Here is the text from COD founder David Prater's speech at the Sydney launch of “OI”.

Ladies and gentlemen, it gives me great pleasure to welcome you here today to the salubrious environs of the Hollywood Hotel in one of my favourite parts of Sydney, Surry Hills, for the launch of both a new poetry press, COD, and its first title, “OI: poewemz bii tom see”.

For those of you who don't know me, my name is David Prater. I'm your designated MC for this afternoon. I guess you could also describe me as COD's founder. Before I introduce our guest speaker, Adrian Wiggins, I'd just like to say a few words about the COD philosophy.

COD is an imprint of an Australia Council-backed Internet journal, Cordite Poetry Review and we hope it will survive long enough in the wild to become Australia's finest poetry-only publisher using cutting-edge graphics, layouts and printing processes, such as print on demand, to produce books with real character.

In that sense the name COD (though it connotes Cash on Delivery or for me anyway the ingestion of Cod liver oil) alludes to the On demand part of Print on demand or Pod. Cod stands both for Cordite On Demand and an extremely friendly fish.

A quick scan of some internet resources shows that there is a lot of literature about and cultural meaning ascribed to the humble cod in Australia. Prior to European occupation of the continent, for example, the Murray was positively chockers with cod. The fish (also known as a “perch”) thus holds a special place in local indigenous culture and stories. Unfortunately, over-fishing has led to a serious decline in cod stocks.

Let's hope this changes for the better in the future.

COD as a new press will cast a wide net, presenting high quality collections of poetry by young and emerging Australian writers. We want to challenge traditional notions of how poetry is presented. COD will not bait readers with the usual mix of boring formats, bad typefaces and tacky graphics. We want our books to truly reflect the individuality of our authors.

The rationale behind this new initiative therefore is a feeling that at present too few Australian publishers are willing to reflect the individuality of writers in the presentation of poetry books. In short, monotonous poetry titles will not be COD pieces.

COD's first title is OI: poewemz bii tom see. OI aims to be easy on the eye, with a simple illustrated layout, but demands a lot of its readers. The illustrations have been provided by tom's co-conspirator, Charles Lake. The book is a limited first edition and will be available for sale today for $15. From next week it will also be available in selected bookshops. More details will be aded to the COD website ?± please feel free to take a flier or add your name to our mailing list.

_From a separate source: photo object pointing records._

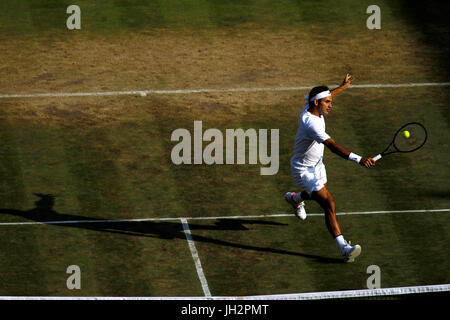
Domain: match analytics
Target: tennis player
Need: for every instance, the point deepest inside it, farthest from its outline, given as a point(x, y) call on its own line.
point(307, 166)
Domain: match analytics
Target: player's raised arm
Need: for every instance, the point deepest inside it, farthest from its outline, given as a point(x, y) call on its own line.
point(344, 85)
point(345, 154)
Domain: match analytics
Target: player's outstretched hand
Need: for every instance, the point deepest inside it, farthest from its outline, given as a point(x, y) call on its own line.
point(367, 162)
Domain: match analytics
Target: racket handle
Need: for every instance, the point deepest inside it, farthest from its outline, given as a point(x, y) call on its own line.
point(377, 157)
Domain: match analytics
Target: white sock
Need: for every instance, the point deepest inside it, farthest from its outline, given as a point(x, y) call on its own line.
point(297, 197)
point(340, 241)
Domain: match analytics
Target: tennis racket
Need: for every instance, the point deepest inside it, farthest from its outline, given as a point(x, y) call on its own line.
point(417, 138)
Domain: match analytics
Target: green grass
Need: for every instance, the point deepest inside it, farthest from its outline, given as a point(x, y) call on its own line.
point(104, 163)
point(26, 16)
point(124, 171)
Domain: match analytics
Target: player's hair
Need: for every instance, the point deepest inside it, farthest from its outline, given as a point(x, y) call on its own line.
point(317, 90)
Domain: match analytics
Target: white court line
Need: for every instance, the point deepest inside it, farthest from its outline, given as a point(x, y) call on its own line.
point(223, 90)
point(196, 258)
point(362, 293)
point(213, 218)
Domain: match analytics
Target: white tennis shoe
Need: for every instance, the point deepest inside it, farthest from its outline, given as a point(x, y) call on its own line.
point(299, 208)
point(351, 252)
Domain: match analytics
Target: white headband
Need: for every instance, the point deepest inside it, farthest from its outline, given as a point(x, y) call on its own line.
point(320, 95)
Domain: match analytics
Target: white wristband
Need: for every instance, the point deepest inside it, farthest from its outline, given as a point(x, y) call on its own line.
point(354, 157)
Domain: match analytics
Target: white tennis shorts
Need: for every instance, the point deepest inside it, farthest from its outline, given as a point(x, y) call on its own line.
point(310, 179)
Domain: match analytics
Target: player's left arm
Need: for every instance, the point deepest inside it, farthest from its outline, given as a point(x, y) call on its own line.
point(344, 153)
point(345, 84)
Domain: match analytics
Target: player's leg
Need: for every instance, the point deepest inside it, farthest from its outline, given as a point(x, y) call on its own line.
point(324, 198)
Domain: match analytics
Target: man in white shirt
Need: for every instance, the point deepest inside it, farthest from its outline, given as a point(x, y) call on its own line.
point(308, 169)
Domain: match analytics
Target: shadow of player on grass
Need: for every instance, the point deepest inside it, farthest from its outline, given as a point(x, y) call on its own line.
point(44, 213)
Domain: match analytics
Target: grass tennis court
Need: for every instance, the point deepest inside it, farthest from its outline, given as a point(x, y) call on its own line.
point(110, 157)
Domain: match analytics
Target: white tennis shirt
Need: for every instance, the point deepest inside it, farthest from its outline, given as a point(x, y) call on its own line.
point(309, 147)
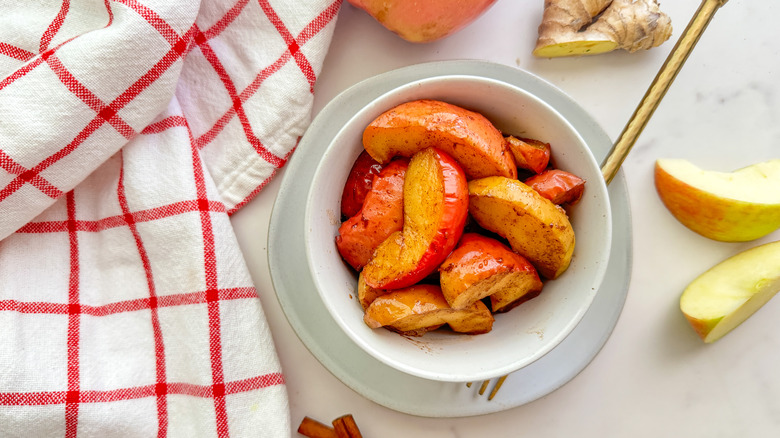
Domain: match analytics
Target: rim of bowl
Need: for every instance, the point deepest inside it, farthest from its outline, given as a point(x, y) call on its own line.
point(337, 315)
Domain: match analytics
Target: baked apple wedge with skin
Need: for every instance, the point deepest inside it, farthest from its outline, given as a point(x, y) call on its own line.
point(366, 293)
point(359, 182)
point(477, 145)
point(381, 215)
point(529, 154)
point(435, 203)
point(480, 267)
point(536, 228)
point(419, 309)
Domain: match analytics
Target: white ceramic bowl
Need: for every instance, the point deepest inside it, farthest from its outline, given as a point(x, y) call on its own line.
point(520, 336)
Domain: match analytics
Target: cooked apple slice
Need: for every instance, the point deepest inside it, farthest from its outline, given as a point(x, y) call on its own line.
point(358, 184)
point(466, 135)
point(739, 206)
point(421, 308)
point(475, 319)
point(435, 202)
point(366, 293)
point(730, 292)
point(529, 154)
point(413, 311)
point(481, 266)
point(381, 215)
point(536, 228)
point(558, 186)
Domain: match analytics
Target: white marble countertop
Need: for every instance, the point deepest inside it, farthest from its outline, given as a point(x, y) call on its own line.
point(654, 377)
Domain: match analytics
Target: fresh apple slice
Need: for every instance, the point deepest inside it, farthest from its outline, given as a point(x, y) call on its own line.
point(469, 137)
point(358, 184)
point(418, 309)
point(481, 266)
point(530, 154)
point(435, 202)
point(739, 206)
point(536, 228)
point(558, 186)
point(423, 21)
point(381, 215)
point(730, 292)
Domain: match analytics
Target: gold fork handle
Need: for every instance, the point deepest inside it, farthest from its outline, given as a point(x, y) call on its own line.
point(658, 87)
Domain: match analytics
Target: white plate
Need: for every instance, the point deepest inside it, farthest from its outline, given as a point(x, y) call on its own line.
point(369, 377)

So now I'd like to introduce our first speaker for today, Adrian Wiggins. I've known Adrian for fourteen years. Though we share the honour of having been born in Dubbo on the magnificent Western plains of New South Wales, I actually first met Adrian at Sydney University where we were both studying Australian Literature.

After graduating from university, according to his own bio, Adrian took to writing poetry and prose and hanging with louche types. His writing has since appeared sporadically in Southerly, scarp, Heat, Avernus, Off the Page, Mattoid, Redoubt, Slope and Jacket.

His first book, The Beggar's Codex, was published by Five Islands Press in 1994. Also in 1994, in a fit of Christmas vanity, he produced 25 copies of Sixteen by 7 on a photocopier for his mates. After that distractions set in.
In 1997, he was a founding editor of Cordite Poetry Review. And I must say that it was due in no small part to Adrian's determination and considerable skills that Cordite first gained its reputation and has since continued to flourish in the Australian literary environment.

Since 2000, Adrian has worked at Massive Interactive as a Web Producer on sites such as the superb Sydney to Hobart Yacht Race site. Would you please make Adrian very welcome.


I think it's fair to say that there is no one like tom see swimming the current poetry scene. That's why we had to reel the sucker in and put him in print. Tom's alter ego is Dr Tom Clark, a Monash University academic and dilettante steeped in bawdy Medieval literature. Clark's thesis, A case for irony in Beowulf, was published by the Peter Lang Publishing Group in 2003. We're very exscited and honoured to publish tom's book and now I'd like to invite tom to the stage. Please make him very welcome ?ñ


Finally I would like to introduce Charles aka “Chunderbass” aka “Chucky” Lake. Though I've only known Charles a short time I can see already that we have a lot in common. Charles studied architecture at the University of Newcastle and has worked as an architect in Sydney for the past 5 years. His interest in tectonic expression carries through into his architecture and art. Besides built work the illustrations in “OI” (such as the incredibly detailed cover image) are among his first published artworks.

Thanks to Charles, COD now also has its own logo. Our new COD logo fills us with joy.

Charles is a multitalented fellow and he will be joined on stage later this afternoon by the musical group Super Enjoyable Machine. Charles reports that he and the band intend to provide poetry fans with a series of “latin/funk/jazz combos, mixing myself on piano and bass and other dudes on guitar, drums, flute and rhythm, with ample space for jamming out a few of Tom's gems as well.”